When I graduated high school, I was much more mature than when I first entered. I had more confidence, a clearer head, and drive. So, when I made the decision to take a leap and cut my hair to just below shoulder length, people were shocked. Even I was surprised at my impulsive decision. I had explained to the hairdresser my story, and how my hair served its purpose. But now, I'm a different person. I've overcome and achieved so much, but who I was in high school stayed behind when I took off my cap and gown. It was like shedding a new skin. And now, to top it all off, I'm sealing the deal by cutting off my hair. She talked to me through the whole process; almost like she was reassuring me. When she told me she was done, I took a deep breath and turned around to face the mirror. I was in love. It framed my face well, and I looked older. My mom was with me, and we both started crying. I literally looked like a different person. My boyfriend (now husband) was floored when I showed him. He loved it just as much as I did. He told me was proud of me for taking the step to change who I was for the better. I actually noticed a difference in my personality after a while.
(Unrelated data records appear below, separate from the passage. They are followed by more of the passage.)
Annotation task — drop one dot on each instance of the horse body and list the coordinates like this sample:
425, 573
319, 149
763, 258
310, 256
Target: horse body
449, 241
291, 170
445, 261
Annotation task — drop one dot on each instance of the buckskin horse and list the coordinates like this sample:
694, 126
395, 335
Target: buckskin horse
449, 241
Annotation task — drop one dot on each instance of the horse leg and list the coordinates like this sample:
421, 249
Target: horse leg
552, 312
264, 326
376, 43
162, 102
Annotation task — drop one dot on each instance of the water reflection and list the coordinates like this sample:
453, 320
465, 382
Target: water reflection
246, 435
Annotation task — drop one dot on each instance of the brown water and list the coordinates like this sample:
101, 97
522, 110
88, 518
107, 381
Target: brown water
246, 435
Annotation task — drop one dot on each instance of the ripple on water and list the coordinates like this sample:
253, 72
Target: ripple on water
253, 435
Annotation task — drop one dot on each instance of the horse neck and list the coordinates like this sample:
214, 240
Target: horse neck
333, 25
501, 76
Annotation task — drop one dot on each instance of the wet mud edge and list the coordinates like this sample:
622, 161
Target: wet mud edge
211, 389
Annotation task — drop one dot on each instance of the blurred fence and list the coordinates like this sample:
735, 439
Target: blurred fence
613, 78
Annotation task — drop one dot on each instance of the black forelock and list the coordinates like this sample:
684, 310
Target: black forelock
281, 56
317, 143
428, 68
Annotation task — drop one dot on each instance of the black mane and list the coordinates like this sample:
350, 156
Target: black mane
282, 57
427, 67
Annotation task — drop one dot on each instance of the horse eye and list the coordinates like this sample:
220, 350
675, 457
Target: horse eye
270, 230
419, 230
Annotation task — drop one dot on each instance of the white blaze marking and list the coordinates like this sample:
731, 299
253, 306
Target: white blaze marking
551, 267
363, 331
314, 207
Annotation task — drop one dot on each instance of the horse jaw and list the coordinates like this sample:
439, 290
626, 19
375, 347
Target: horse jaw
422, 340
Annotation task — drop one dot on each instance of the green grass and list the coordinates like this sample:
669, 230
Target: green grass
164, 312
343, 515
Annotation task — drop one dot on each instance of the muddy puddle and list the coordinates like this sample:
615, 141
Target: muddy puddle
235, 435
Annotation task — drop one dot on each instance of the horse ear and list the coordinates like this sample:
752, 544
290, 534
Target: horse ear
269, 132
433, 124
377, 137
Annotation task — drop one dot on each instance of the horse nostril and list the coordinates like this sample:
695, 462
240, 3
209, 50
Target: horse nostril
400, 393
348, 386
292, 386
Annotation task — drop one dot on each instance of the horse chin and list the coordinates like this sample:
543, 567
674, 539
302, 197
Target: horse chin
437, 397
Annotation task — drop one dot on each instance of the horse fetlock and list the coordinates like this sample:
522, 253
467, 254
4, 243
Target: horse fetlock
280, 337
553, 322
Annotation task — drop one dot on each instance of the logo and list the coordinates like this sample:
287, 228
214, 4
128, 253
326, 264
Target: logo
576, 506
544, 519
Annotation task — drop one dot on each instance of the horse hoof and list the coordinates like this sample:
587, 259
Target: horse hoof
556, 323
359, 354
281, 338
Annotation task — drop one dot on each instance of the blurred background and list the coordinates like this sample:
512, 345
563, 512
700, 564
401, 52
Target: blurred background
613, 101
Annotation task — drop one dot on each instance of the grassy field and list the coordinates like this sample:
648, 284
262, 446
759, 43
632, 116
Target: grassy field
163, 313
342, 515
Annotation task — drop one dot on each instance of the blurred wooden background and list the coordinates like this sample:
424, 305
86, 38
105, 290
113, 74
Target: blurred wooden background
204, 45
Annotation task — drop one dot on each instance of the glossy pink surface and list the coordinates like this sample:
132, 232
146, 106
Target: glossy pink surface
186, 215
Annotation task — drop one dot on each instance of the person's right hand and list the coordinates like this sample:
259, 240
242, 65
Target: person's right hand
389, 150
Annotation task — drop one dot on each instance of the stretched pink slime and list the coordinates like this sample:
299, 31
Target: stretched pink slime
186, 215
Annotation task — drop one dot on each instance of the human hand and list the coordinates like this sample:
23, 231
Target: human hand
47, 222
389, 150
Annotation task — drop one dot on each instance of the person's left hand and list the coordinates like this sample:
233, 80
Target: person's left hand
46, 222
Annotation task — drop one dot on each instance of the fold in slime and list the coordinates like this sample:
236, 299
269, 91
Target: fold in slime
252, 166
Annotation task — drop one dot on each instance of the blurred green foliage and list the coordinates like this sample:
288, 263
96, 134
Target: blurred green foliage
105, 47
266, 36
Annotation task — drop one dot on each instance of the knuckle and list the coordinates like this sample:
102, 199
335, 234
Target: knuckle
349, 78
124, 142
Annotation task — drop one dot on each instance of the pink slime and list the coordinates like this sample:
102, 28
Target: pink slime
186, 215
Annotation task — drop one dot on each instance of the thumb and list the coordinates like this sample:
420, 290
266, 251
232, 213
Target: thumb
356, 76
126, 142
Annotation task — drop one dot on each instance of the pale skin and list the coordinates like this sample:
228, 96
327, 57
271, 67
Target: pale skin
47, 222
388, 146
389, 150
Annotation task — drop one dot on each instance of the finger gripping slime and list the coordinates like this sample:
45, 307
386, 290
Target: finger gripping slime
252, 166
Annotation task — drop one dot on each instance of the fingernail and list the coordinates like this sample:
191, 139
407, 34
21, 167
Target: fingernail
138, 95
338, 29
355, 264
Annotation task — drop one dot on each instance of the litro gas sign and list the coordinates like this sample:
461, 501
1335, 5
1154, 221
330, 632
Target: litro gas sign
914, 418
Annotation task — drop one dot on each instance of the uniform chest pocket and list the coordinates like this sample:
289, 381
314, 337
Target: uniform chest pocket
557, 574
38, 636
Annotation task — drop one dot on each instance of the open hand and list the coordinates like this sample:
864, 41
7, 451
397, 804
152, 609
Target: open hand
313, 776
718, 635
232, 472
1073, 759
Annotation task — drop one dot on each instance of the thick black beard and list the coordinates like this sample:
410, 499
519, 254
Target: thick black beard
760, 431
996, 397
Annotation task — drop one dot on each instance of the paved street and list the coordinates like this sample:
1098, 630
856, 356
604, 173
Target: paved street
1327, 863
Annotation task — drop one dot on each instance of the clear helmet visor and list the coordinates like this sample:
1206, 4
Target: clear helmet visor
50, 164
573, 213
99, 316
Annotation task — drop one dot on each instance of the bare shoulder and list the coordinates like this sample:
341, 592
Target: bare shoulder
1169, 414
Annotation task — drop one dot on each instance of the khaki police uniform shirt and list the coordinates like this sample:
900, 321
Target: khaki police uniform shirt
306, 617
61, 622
I became more vocal (no pun intended) with my thoughts, and carried myself with a more positive gait. Harsh criticisms slid off my back easier, because I knew anything mean anyone had to say wasn't true. Which, in all honesty, is an amazing feat for me.
Fast forward a few months, and I'm now a married woman! Another new chapter in my life! My life was once again yet changed for the better. I'm happier, I feel lighter, and life is wonderful. Yet when a small, passing thought came through my mind, I couldn't shake it. After a few weeks of being married, I asked my husband how he would feel if I cut my hair again, but shoulder length this go around. He asked me why, and my reason was the same as last time: I'm a new person. I have a need to physically shed my old skin. He told me he'd love me and support me no matter what, and the next day I found myself in a hair salon with my new hubby right at my side. After it was all said and done, I looked in the mirror and instantly felt light. It was something so different, so new. But I loved it.
The gist of all this, is that a haircut can define a person in so many ways. It's a simple thing, but so symbolic. Sometimes, you just have to let go of the old, and embrace the new. Even if it means a salon/barber shop trip.